1-2 通り雨
待て待て、落ち着け。 こういうときこそ深呼吸。
ヒーヒーフー、ヒーヒーフー。 よしっ。
「ニャーニャニャ?(あーあー神様? いませんか?)」
あれ? しゃべれない? あ、猫だからか。
ふ、猫はしゃべれない。 でも(土地)神様ならしゃべれるはず。 したがってさっきのはウソ。
よし論破!
・・・さてと、現状を整理しよう。
まず、我輩は猫である。 前も猫だったか? 前は人間だったような。 清らかな(涙)青少年だったような。
なんでこうなった? いや、それは後だ。
前の場所。 地球。 日本。 ほにゃらら県。 あとはぼやける。
おお、5W1H。 5Wってなんだっけ? いや、それも後だ。
前の時代。 だめだぼやける。 西暦二千何年だったか?
前の名前。 出てこない。 どうなってるんだろう。
好きな食べ物。 まあおいしければ何でも好きかな。
だがユリネとミョウガ、おまえはダメだ!
好きなアニメ。 なんかアニメってものすごい数なかったか? 昔はそんなになかったのに。 同じのを再放送で何回もやってたなあ。

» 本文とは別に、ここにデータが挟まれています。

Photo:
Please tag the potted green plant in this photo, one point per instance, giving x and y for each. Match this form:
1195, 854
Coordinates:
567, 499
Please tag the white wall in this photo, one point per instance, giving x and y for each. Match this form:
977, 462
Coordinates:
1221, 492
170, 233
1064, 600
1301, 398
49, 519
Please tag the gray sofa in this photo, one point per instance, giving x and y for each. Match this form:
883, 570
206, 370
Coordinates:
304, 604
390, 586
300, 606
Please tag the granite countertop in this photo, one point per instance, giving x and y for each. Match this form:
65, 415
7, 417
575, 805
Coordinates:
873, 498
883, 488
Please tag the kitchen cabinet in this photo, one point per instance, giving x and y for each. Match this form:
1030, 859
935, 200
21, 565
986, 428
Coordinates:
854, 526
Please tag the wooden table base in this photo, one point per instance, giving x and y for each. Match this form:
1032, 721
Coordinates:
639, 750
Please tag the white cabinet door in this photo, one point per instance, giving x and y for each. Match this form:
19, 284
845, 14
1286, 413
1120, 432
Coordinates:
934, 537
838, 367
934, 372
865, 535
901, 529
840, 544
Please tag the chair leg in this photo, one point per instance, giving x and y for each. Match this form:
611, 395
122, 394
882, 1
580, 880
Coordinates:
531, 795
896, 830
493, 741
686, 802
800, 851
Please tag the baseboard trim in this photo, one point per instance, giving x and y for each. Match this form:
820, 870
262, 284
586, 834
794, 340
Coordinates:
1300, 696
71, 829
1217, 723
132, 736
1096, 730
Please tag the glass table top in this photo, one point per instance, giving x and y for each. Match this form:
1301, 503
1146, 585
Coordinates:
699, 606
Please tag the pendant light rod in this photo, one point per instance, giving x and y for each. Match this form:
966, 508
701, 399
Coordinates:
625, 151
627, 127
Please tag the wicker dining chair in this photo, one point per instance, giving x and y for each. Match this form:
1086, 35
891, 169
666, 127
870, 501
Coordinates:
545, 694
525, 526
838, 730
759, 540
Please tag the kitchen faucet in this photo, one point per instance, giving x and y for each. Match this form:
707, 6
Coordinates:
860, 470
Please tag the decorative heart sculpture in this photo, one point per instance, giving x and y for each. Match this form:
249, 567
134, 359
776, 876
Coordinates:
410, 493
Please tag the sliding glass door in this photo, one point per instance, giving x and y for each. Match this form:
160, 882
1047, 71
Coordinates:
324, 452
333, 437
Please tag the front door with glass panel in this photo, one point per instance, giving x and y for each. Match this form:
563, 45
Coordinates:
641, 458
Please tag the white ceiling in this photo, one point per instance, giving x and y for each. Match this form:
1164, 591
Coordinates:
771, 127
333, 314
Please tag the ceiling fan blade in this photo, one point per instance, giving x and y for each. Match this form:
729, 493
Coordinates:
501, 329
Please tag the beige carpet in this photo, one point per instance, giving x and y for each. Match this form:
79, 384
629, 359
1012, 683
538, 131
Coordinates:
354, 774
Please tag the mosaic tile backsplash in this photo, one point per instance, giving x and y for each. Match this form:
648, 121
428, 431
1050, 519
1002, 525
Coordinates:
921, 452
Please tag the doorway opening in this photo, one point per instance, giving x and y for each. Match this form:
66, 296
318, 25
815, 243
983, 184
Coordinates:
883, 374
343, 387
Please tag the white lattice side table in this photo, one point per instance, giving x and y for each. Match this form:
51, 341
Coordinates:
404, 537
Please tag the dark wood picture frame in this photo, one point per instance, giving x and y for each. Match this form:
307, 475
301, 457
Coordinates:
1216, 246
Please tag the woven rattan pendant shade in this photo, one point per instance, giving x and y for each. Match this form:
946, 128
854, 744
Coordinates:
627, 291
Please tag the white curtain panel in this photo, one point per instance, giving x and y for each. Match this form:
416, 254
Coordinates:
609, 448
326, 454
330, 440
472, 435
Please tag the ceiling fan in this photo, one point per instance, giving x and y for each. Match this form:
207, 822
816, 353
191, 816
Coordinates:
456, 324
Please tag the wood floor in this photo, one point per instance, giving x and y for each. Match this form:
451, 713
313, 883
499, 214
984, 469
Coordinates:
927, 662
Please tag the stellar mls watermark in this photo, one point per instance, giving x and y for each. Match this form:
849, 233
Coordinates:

好きなアイドル。 おお、アイドルだと年代がまるわかりだぞ。 誰だ? ピンク、いや、キャン、いや、アグネス、おお、小さな恋の物語、好きだったなあ。
待て! オレはオッサンか? オッサンなのか!?
いや、今は猫だ。 それもかわいい仔猫(主観)だ。
だからノーカン、ノーカン。 セーフ。 顔面セーフ。
まあ過去はいいや。 大事なのは未来。 これからだ。
ええと、土地神だっけ。 オレ神様になったのか? 神様っていっぱいいるのか?
あ、八百万だっけ。 和風だな。 ここ日本かな?
何ができる? 今、何がしたい? 土地神としてすべきこととは何か?
・・・昼寝かな?
あ、おなかもすいてきたかな?
のども渇いた気がする。
ええと、水?
「ニャー!(出でよ、水)」
とたんに雲が出て雨が降り出した。 しかしすぐに止んだ。
所謂通り雨である。 山の天気として不自然ではない。
「ニャー(こんなはずでは)・・・」
ブルブルっと体の水をはじく猫だった。